Here's an essay by J. A. Wylie. Its excellent. AND he's Scottish!! 
Jim

http://www.aapi.co.uk/mansbacher/papacy.htm


----------



## Ken S. (Mar 29, 2006)

thanks Andrew and Jim!


----------



## Puritan Sailor (Mar 29, 2006)

> RCC/Vatican is not only mixture of Paganisms, but truely the prophecied Whore of Babylon



I'm only going to focus on the first part of the statement here. I think you need to remember that Rome's "mixture" with paganism is not an assimilation of paganism into the Roman system. Rather, their syncretism is their means of missions. They invade a culture, first by syncretizing the native religion, and making parallels to the native religions, but over time, they weed out the pagan stuff and replace it with full blown Romanism. The whole snare is to get you to submit to the Pope. After that, it's over. You belong to them. Over time, the native religion fades away, and then you are left with the Roman tradition. The Cardinals know exactly what they believe. They have their history, councils, and creeds memorized. They will not compromise that over the long haul. 

This strategy is also working in America too btw. Notice how "evangelical" most Catholic churches look and act. Notice the deliberate allowance in American Catholicism of tolerating Protestants and ecumenical ventures. This mostly only happens in America. Their just trying to suck all the Protestants back in by syncretizing. In most other regions of the world, Rome hates Protestants and does whatever it can to suppress them.
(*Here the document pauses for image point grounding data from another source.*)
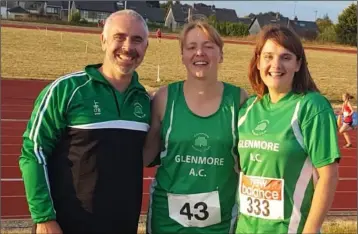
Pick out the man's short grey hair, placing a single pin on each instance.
(128, 12)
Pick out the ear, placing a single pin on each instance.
(221, 57)
(103, 42)
(258, 62)
(299, 63)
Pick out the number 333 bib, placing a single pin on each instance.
(195, 210)
(261, 197)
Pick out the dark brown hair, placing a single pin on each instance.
(204, 26)
(283, 36)
(348, 96)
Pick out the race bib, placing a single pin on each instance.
(195, 210)
(261, 197)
[Edited on 3-30-2006 by puritansailor]


----------



## Scott (Mar 30, 2006)

"The Cardinals know exactly what they believe. They have their history, councils, and creeds memorized."

Maybe some of them. But many are just Western relativists. The now-retired Arch-Bishop Rembert Weakland is an example.


----------



## Ken S. (Apr 1, 2006)

> _Originally posted by puritansailor_
> 
> 
> > RCC/Vatican is not only mixture of Paganisms, but truely the prophecied Whore of Babylon
> ...



Your comment is very important and valuable, it is great insight, and thank you very much.
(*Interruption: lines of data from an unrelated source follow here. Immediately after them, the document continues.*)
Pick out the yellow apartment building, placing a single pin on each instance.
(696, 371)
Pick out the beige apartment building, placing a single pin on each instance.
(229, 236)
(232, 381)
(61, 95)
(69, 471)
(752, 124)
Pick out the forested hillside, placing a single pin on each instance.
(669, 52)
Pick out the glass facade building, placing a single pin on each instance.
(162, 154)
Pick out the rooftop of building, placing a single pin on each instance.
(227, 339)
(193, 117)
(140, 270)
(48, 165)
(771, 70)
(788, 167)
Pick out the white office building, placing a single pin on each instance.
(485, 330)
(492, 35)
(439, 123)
*It is known from the news the day before yesterday that the official negotiation has been carried out by Vatican and China on Sino-Vatican relation*. I found it a breaking news to me the moment I heard about it in TV, and it just sounded the thing is happening so fast, and so terrifying. 
Me and some Chinese Christians have already started discussing Sino-Vatican relation negotiation in the other forum. We will still need help from all of you, and I want to thank you, and others, once again.
*We must start praying on the issue*.


----------



## biblelighthouse (Apr 1, 2006)

> _Originally posted by Draught Horse_
> I am going to be the odd-ball out, with respect to my historicist friends (and they are friends), and say Nero was the Beast.






I agree, Jacob. Nero was the beast. The pope is not.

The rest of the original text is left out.